La Motivazione della Corte
Il Collegio prescinde dal vaglio dei rilievi processuali, risultando il ricorso infondato nel merito. Con il primo motivo il ricorrente sostiene che i criteri di valutazione sarebbero stati determinati dal medesimo soggetto redattore dell’avviso, anziché dall’organo politico mediante apposito regolamento. La doglianza è inammissibile, non essendo impugnato l’avviso pubblico contenuto nel decreto n. 918/2018, che in attuazione dell’art. 12 l. n. 241/1990 indica i parametri per l’attribuzione dei contributi, le modalità della procedura e i criteri di valutazione.
La procedura selettiva e la relativa disciplina integrano un atto gestionale, riconducibile alla sfera di attribuzioni dell’amministrazione attiva e non dell’organo politico; il decreto di approvazione dell’avviso si fonda sulla delibera di Giunta n. 143/2011, approvata dal Consiglio regionale con delibera n. 140 del 7.11.2011 e prorogata con delibera di Giunta n. 234 del 30.05.2014.
Sul secondo motivo, relativo al mancato riesame delle osservazioni, il Collegio rileva che dall’allegato 3 al decreto impugnato e dai verbali richiamati risultano motivazioni sufficientemente esaustive sul mancato accoglimento dell’istanza di riesame, non essendo state formulate censure specifiche.
Quanto alla violazione dell’art. 11 l. n. 241/1990, l’approvazione della graduatoria definitiva costituisce il provvedimento finale di ogni procedimento ad evidenza pubblica. Il verbale di intesa sottoscritto tra le parti non può determinare alcun vincolo sulla procedura selettiva, pena la compressione degli apprezzamenti discrezionali della commissione e la violazione della lex specialis e del principio di imparzialità. Il richiamo all’art. 11 non è conferente e l’asserita intesa non è qualificabile come accordo tra pubbliche amministrazioni ex art. 15 l. n. 241/1990.

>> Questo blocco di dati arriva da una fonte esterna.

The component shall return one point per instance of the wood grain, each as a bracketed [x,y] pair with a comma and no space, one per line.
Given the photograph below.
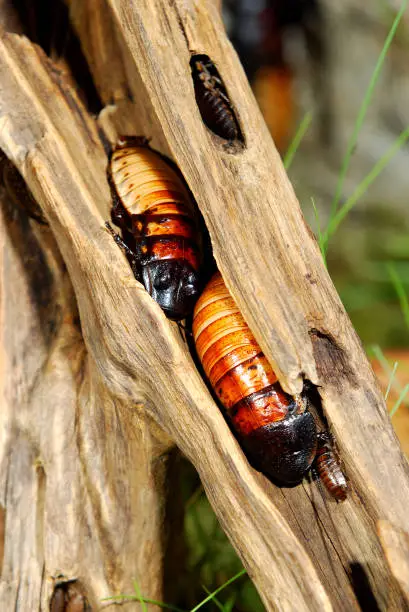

Da ultimo, sull’inidoneità del mero punteggio a esprimere un motivato giudizio, il Collegio ribadisce che nelle procedure selettive il punteggio numerico opera come sufficiente motivazione quando i criteri e sub-criteri sono puntuali. Le deduzioni sui punteggi assegnati agli altri Comuni costituiscono un inammissibile sconfinamento nel merito, non ravvisandosi evidenze di irragionevolezza o illogicità. Il ricorso è respinto; le spese sono compensate in ragione della natura della controversia.